Les représentants de l'Assemblée nationale et du Sénat sont parvenus, mercredi 8 juillet, à un accord sur le projet de loi relatif à la justice criminelle défendu par le garde des Sceaux, Gérald Darmanin. Au terme de plusieurs jours de négociations au sein de la commission mixte paritaire (CMP), les députés et sénateurs ont adopté un texte de compromis qui écarte définitivement la disposition visant à étendre la procédure de plaider-coupable aux crimes, mesure qui avait déjà été retirée du texte lors de l'examen à l'Assemblée nationale en première lecture.

Un compromis sans la mesure controversée

La CMP, réunie pour concilier les versions votées par les deux chambres, a donc entériné la suppression de l'article qui prévoyait d'ouvrir la comparution sur reconnaissance préalable de culpabilité (CRPC), dite « plaider-coupable », aux infractions les plus graves relevant de la cour d'assises. Ce volet du projet initial avait suscité une vive opposition de la part des syndicats de magistrats et des avocats, mais aussi de plusieurs parlementaires, tant à gauche que dans les rangs de la majorité, qui y voyaient un risque d'atteinte aux droits de la défense et à la collégialité des verdicts. En renonçant à cette extension, le gouvernement et les parlementaires ont privilégié un équilibre jugé plus consensuel.

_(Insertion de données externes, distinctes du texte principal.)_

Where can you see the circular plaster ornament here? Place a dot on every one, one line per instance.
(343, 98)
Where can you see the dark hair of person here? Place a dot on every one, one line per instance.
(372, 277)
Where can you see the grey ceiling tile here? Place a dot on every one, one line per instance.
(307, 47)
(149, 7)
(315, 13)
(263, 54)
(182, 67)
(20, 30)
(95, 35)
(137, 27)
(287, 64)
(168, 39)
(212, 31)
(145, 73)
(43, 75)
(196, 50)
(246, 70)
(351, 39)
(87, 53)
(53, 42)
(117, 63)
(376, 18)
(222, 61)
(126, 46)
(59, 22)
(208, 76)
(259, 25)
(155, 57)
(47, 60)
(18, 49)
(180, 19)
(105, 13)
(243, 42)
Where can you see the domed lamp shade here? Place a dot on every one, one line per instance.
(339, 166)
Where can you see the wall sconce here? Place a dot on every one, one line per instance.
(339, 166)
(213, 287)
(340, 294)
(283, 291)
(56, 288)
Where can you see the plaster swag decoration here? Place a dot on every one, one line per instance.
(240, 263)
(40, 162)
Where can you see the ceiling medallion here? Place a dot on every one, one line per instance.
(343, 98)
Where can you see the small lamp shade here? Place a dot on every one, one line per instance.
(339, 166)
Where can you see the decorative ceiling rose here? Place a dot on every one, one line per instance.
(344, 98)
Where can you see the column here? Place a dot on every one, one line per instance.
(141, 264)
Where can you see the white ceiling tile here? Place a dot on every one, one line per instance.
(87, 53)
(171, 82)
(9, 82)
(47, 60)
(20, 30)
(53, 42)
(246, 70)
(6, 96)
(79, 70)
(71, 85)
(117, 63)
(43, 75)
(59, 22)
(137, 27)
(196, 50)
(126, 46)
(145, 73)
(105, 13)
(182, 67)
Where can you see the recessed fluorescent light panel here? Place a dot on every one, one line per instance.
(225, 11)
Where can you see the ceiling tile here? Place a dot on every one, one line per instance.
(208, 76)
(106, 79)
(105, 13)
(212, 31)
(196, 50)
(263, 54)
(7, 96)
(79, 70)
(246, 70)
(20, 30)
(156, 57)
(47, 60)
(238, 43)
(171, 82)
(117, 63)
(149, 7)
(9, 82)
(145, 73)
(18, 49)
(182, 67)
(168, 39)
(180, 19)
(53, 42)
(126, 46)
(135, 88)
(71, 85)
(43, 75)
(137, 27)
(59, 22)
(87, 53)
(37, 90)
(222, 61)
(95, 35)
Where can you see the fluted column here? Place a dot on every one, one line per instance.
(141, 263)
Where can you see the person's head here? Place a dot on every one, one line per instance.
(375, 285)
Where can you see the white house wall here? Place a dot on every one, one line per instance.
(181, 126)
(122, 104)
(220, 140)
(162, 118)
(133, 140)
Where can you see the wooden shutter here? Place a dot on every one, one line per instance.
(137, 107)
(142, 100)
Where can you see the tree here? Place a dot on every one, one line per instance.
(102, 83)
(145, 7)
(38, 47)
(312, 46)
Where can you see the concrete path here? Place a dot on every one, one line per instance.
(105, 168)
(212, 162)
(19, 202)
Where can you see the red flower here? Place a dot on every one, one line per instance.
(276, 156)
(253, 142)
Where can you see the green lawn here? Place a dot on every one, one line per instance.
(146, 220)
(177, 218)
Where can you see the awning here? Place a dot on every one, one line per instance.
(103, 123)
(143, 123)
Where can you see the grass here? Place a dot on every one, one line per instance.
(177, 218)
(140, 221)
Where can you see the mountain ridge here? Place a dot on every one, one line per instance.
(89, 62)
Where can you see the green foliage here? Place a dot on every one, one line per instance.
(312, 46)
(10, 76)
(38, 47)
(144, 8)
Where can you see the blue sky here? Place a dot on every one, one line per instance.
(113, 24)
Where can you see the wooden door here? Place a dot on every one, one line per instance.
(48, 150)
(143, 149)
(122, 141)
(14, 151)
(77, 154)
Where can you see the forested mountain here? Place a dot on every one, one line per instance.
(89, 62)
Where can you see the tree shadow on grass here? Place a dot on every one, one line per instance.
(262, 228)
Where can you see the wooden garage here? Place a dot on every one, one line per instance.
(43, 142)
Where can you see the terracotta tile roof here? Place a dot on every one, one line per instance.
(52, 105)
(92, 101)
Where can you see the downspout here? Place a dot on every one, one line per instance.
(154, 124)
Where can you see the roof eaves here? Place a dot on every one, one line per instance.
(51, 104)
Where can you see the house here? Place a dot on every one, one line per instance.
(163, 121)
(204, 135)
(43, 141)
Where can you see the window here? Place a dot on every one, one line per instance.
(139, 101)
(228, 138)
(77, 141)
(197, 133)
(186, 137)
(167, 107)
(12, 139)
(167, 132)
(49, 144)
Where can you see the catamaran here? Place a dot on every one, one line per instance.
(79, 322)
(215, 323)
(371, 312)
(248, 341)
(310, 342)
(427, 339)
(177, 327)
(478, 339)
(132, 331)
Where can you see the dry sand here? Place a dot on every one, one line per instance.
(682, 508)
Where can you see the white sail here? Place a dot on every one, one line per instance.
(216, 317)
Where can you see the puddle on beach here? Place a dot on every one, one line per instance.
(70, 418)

En revanche, l'accord maintient les autres axes de la réforme, notamment la création de « cours criminelles départementales » pour juger les crimes les moins graves sans jury populaire, déjà expérimentées dans certains territoires. Les sénateurs avaient introduit plusieurs amendements visant à renforcer les garanties procédurales, qui ont été repris dans la version finale. Le texte conserve également les dispositions relatives à la simplification de la procédure d'appel des verdicts d'assises et à l'amélioration de la prise en charge des victimes.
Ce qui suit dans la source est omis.